La conquista di Kigali a giugno per mano delle forze RPF portò alla caduta del governo ed al conseguente cessate il fuoco.
Circa due milioni di Hutu si rifugiarono nell'allora Zaire (ora Repubblica Democratica del Congo) e oltre il proseguire degli scontri in Ruanda la forte presenza Hutu nella Repubblica Democratica del Congo portò a violenti scontri con la popolazione locale. Per il Burundi invece l'operazione evitò l'ingresso di una moltitudine di rifugiati che avrebbero destabilizzato il paese[7].
Il 9 aprile a Gitarama venne formato un governo provvisorio guidato dal primo ministro Hutu Jean Kambanda e dal presidente Théodore Sindikubwabo dal quale l'Eliseo prese subito le distanze.
Il governo provvisorio fu costretto quattro giorni dopo a ripiegare a Gisenyi.
I risultati e l'organizzazione dell'Operazione Turchese vennero largamente criticati in Francia per il fallimento nel fermare i genocidi e la compresenza sul territorio ruandese di due distinti contingenti sotto l'egida dell'ONU.

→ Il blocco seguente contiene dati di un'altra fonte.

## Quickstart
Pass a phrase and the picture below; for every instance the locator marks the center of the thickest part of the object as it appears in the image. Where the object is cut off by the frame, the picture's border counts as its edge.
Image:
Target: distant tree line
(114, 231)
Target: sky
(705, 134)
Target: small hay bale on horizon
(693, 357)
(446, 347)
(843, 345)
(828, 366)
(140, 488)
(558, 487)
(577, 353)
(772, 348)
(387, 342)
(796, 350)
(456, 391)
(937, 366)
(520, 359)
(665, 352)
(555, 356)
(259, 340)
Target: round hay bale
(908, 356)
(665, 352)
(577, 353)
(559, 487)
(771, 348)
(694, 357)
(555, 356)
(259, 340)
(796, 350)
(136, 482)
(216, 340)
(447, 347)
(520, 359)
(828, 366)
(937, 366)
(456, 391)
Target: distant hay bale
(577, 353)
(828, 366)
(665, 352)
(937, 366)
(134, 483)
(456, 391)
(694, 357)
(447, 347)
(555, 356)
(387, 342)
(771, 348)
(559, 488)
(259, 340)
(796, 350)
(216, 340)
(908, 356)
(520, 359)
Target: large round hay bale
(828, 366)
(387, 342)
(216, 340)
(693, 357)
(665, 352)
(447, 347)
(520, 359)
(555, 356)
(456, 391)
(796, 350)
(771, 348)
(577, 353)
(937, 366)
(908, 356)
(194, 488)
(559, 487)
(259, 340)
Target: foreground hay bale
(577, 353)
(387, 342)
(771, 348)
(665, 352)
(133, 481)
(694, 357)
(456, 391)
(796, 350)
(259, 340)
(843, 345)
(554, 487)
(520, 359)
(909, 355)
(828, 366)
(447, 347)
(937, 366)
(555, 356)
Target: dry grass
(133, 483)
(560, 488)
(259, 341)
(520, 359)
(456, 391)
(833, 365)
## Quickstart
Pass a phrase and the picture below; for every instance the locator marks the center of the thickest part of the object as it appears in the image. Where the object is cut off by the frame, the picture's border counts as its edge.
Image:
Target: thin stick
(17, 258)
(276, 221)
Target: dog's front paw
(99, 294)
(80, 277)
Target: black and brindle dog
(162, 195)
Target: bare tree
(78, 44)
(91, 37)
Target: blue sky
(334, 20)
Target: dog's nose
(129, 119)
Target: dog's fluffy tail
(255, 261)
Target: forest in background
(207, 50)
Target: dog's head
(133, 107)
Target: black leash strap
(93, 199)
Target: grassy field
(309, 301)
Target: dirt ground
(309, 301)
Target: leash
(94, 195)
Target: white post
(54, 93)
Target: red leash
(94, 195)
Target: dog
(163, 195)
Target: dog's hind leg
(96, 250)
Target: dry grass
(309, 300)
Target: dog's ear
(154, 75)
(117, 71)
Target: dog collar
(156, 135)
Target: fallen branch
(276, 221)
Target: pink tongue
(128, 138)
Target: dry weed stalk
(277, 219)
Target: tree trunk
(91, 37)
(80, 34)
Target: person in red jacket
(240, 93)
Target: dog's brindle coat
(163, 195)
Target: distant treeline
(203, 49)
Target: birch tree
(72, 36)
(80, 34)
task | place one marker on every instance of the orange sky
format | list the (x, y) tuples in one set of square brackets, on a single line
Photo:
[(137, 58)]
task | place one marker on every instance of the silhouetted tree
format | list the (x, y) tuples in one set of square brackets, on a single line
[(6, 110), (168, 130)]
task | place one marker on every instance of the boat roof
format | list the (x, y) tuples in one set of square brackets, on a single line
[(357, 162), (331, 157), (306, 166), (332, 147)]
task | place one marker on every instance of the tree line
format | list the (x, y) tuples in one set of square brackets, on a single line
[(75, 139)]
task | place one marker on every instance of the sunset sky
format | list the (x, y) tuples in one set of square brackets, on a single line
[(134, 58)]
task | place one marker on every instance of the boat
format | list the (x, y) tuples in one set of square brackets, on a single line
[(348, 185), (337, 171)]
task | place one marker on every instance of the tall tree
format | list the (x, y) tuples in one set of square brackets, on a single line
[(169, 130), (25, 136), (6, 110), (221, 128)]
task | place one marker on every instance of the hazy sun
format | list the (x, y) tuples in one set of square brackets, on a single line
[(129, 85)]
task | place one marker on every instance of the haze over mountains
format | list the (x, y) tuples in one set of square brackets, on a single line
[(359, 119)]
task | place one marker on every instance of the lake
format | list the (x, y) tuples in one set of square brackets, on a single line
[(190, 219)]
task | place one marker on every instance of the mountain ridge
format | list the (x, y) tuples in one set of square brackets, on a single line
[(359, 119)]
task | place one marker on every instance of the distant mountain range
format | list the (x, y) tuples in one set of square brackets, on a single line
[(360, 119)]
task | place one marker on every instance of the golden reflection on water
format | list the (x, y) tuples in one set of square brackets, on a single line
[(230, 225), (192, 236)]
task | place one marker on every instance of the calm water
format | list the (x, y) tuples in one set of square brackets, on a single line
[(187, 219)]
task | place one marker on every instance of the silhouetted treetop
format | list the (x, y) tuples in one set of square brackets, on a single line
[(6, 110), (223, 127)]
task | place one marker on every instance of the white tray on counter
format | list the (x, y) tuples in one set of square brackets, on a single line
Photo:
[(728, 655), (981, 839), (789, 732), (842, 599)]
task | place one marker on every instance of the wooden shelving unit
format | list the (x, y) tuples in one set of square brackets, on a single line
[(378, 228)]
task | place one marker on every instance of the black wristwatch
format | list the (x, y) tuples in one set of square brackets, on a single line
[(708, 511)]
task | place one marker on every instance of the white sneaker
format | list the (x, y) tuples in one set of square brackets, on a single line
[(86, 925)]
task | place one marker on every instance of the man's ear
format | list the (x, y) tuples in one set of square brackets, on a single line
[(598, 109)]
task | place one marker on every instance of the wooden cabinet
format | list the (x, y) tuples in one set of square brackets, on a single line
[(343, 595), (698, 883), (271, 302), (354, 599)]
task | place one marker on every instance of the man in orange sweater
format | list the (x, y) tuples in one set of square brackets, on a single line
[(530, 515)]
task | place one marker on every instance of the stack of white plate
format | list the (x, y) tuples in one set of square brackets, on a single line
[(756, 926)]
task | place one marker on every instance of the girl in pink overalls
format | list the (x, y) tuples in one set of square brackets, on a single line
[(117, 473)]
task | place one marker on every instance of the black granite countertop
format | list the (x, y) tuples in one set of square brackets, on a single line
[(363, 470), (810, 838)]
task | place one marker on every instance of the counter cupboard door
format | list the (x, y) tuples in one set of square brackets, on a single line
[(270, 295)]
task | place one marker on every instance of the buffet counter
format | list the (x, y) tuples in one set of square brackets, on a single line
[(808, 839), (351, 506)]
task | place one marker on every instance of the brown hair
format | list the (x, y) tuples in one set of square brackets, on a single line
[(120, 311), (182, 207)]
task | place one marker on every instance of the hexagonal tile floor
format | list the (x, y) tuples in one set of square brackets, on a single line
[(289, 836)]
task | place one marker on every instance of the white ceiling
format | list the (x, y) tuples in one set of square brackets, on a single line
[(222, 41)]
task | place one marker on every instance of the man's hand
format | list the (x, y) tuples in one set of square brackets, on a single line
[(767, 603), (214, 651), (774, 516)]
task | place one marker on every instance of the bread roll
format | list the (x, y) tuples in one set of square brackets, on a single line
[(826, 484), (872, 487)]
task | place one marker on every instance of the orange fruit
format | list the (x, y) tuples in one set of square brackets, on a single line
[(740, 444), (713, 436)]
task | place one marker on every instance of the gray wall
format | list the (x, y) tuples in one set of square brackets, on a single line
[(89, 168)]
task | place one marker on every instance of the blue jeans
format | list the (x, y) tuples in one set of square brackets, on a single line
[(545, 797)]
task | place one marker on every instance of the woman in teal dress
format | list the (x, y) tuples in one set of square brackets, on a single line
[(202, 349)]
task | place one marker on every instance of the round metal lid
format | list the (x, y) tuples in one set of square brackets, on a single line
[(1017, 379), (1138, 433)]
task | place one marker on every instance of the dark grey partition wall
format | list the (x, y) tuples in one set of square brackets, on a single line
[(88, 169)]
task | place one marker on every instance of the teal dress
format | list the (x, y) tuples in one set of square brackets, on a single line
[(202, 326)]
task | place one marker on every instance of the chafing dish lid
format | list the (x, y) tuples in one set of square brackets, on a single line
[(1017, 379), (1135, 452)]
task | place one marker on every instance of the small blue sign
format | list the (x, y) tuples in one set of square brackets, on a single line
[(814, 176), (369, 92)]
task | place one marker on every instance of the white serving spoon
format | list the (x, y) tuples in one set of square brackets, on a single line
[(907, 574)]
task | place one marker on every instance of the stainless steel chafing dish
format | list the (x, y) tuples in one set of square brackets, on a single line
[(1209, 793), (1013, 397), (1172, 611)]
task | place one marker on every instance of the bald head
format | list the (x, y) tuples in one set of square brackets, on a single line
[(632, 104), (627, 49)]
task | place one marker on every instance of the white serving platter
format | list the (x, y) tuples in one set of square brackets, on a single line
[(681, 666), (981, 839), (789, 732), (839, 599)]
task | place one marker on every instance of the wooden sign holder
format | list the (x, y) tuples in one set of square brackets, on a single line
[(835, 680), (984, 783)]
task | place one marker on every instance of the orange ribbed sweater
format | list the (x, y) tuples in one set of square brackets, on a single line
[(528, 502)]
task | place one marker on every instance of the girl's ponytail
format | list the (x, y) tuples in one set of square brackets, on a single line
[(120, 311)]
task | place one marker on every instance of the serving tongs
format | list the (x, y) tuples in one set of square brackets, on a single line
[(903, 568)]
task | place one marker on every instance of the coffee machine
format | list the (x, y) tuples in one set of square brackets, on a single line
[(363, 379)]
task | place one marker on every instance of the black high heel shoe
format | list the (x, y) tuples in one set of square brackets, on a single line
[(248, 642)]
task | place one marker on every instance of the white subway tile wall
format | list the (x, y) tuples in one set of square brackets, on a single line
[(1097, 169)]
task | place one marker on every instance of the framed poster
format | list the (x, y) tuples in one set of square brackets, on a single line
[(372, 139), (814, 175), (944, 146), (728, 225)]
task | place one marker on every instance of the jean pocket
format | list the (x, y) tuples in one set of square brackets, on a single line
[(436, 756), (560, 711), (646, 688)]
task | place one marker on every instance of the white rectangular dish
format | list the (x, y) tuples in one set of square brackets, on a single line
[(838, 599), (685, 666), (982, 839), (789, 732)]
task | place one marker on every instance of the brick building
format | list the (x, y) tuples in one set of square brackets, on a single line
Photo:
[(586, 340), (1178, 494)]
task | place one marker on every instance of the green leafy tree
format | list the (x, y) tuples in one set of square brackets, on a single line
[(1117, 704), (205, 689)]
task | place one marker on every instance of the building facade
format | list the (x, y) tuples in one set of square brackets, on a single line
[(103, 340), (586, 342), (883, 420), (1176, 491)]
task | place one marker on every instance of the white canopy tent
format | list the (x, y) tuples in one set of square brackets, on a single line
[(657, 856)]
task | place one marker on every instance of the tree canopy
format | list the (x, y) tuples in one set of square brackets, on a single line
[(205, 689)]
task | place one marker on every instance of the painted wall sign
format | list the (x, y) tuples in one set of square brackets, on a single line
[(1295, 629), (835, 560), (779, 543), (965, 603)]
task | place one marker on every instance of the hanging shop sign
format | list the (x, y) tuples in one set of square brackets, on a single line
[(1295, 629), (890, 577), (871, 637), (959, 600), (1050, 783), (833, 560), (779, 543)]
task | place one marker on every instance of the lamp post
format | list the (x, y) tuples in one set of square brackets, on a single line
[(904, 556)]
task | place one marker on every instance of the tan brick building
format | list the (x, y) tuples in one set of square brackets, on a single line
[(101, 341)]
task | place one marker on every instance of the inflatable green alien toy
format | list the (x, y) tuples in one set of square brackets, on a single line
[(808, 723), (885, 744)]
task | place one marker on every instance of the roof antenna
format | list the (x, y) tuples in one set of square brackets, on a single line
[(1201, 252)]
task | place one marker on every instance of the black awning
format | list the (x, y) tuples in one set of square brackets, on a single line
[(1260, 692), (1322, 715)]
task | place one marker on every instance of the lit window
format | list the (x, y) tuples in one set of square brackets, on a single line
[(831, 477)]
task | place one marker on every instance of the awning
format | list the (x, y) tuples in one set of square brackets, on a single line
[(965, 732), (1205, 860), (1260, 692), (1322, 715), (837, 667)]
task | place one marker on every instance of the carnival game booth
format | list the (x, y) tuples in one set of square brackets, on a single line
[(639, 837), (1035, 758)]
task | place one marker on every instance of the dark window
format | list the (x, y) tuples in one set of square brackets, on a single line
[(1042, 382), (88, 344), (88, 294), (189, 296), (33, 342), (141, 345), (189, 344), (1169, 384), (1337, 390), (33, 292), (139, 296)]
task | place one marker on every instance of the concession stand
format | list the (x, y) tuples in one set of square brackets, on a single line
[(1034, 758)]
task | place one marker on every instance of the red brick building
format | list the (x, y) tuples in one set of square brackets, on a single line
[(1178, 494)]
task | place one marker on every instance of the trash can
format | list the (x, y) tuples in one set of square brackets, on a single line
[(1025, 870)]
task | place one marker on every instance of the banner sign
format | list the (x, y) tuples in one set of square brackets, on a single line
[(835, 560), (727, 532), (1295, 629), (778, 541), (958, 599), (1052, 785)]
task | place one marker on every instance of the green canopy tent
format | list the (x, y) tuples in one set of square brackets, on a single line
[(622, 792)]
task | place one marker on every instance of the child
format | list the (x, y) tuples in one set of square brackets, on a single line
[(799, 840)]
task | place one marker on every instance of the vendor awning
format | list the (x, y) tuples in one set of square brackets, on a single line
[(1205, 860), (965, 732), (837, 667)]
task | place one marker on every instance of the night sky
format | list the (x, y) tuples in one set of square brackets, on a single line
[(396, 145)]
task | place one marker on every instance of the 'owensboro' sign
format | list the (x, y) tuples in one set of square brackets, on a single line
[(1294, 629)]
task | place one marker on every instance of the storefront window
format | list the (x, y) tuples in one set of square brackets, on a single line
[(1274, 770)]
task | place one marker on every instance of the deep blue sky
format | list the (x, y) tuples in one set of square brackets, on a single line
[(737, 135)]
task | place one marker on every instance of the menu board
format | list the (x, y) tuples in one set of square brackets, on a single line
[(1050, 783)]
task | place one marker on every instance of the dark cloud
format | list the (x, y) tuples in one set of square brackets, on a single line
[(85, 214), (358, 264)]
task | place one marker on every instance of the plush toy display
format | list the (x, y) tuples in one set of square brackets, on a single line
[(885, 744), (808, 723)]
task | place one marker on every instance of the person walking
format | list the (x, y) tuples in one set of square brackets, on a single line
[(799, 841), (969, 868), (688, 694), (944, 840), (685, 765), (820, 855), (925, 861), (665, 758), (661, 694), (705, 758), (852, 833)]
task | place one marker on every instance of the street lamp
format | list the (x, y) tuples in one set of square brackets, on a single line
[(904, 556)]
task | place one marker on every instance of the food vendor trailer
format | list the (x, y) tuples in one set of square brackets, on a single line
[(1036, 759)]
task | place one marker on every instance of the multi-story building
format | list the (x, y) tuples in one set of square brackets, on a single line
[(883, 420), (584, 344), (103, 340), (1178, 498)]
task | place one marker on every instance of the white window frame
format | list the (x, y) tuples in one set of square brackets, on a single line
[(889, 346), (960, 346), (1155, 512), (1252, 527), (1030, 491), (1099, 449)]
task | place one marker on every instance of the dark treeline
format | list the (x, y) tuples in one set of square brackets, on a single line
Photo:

Le truppe francesi si trovarono impreparate nel gestire una missione a carattere umanitario e la loro capacità di dialogo politico/militare era fortemente segnata dagli interventi degli anni precedenti a fianco degli Hutu contro le ribellioni Tutsi[7].
Il colonnello belga Luc Marchal impegnato nella missione MINUAR denunciò pubblicamente che un aereo francese che doveva essere impegnato per il rimpatrio degli europei era in realtà carico di armi dirette agli hutu.[6]
Il generale Philippe Mercier affermò che era impossibile per la Francia fermare i genocidi su scala nazionale in quanto sarebbero serviti dai 40 000 ai 55 000 soldati sul campo[5].
Nel 2006 l'ex ambasciatore ruandese in Francia Jacques Bihozagara accusò duramente la Francia di non essere intervenuta nei tempi e nei modi opportuni.
Il motivo umanitario che era alla base dell'operazione venne messo in discussione. Secondo molti l'intervento francese era rivolto a fermare la rapida crescita del partito RPF a danno del governo a guida Hutu[10].Nel 2014 un ex-capitano dell'esercito francese riporta a France24[11] che era previsto un intervento di terra con supporto aereo nella città di Kali per fermare l'avanzata del RPF. Il generale Lefourcade respinse le accuse dichiarando che l'intervento francese salvò decine di migliaia di persone. La stessa posizione è condivisa dal generale Hogard che al tempo era il comandante del distaccamento della legione straniera operante in Ruanda.